[Automated-testing] Structured feeds

Fri Nov 8 06:52:57 PST 2019

On Fri, Nov 08, 2019 at 09:05:02AM +0100, Dmitry Vyukov wrote:
> On Thu, Nov 7, 2019 at 9:53 PM Don Zickus <dzickus at redhat.com> wrote:
> >
> > On Tue, Nov 05, 2019 at 11:02:21AM +0100, Dmitry Vyukov wrote:
> > > Hi,
> > >
> > > This is another follow up after Lyon meetings. The main discussion was
> > > mainly around email process (attestation, archival, etc):
> > > https://lore.kernel.org/workflows/20191030032141.6f06c00e@lwn.net/T/#t
> > >
> > > I think providing info in a structured form is the key for allowing
> > > building more tooling and automation at a reasonable price. So I
> > > discussed with CI/Gerrit people and Konstantin how the structured
> > > information can fit into the current "feeds model" and what would be
> > > the next steps for bringing it to life.
> > >
> > > Here is the outline of the idea.
> > > The current public inbox format is a git repo with refs/heads/master
> > > that contains a single file "m" in RFC822 format. We add
> > > refs/heads/json with a single file "j" that contains structured data
> > > in JSON format. 2 separate branches b/c some clients may want to fetch
> > > just one of them.
> > >
> > > Current clients will only create plain text "m" entry. However, newer
> > > clients can also create a parallel "j" entry with the same info in
> > > structured form. "m" and "j" are cross-referenced using the
> > > Message-ID. It's OK to have only "m", or both, but not only "j" (any
> > > client needs to generate at least some text representation for every
> > > message).
> >
> > Interesting idea.
> >
> > One of the nuisances of email is the client tools have quirks.  In Red Hat,
> > we have used patchworkV1 for quite a long time.  These email client 'quirks'
> > broke a lot of expectations in the database leading us to fix the tool and
> > manually clean up the data.
> >
> > In the case of translating to a 'j' file.  What happens if the data is
> > incorrectly translated due to client 'quirks'?  Is it expected the 'j' data
> > is manually reviewed before committing (probably not).  Or is it left alone
> > as-is? Or a follow-on 'j' change is committed?
> 
> Good point.
> I would expect that eventually there will be updates to the format and
> new version. Which is easy to add to json with "version":2 attribute.
> Code that parses these messages will need to keep quirks for older
> formats.
> Realistically nobody will review the data (besides the initial
> testing). I guess in the end it depends on (1) how bad it's screwed,
> (2) if correct data is preserved in at least some form or not
> (consider a client pushes bad structured data, but it's also
> misrepresented in the plain text form, or simply missing there).
> Fixing up data later is not possible. Appending corrections is possible.

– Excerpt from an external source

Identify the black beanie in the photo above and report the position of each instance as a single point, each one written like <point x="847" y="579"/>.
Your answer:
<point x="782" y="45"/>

Ok.  Yeah, in my head I was thinking the data is largely right, just
occasionally 1 or 2 fields was misrepresented due to bad client tool or
human error in the text.

In Red Hat was use internal metadata for checking our patches through our
process (namely Bugzilla id).  It isn't unusual for someone to accidentally
fat-finger the bugzilla id when posting their patch.

I was thinking if there is a follow-on 'type' that appends corrections as you
stated, say 'type: correction' that 'corrects the original data.  This would
have to be linked through message-id or some unique identifier.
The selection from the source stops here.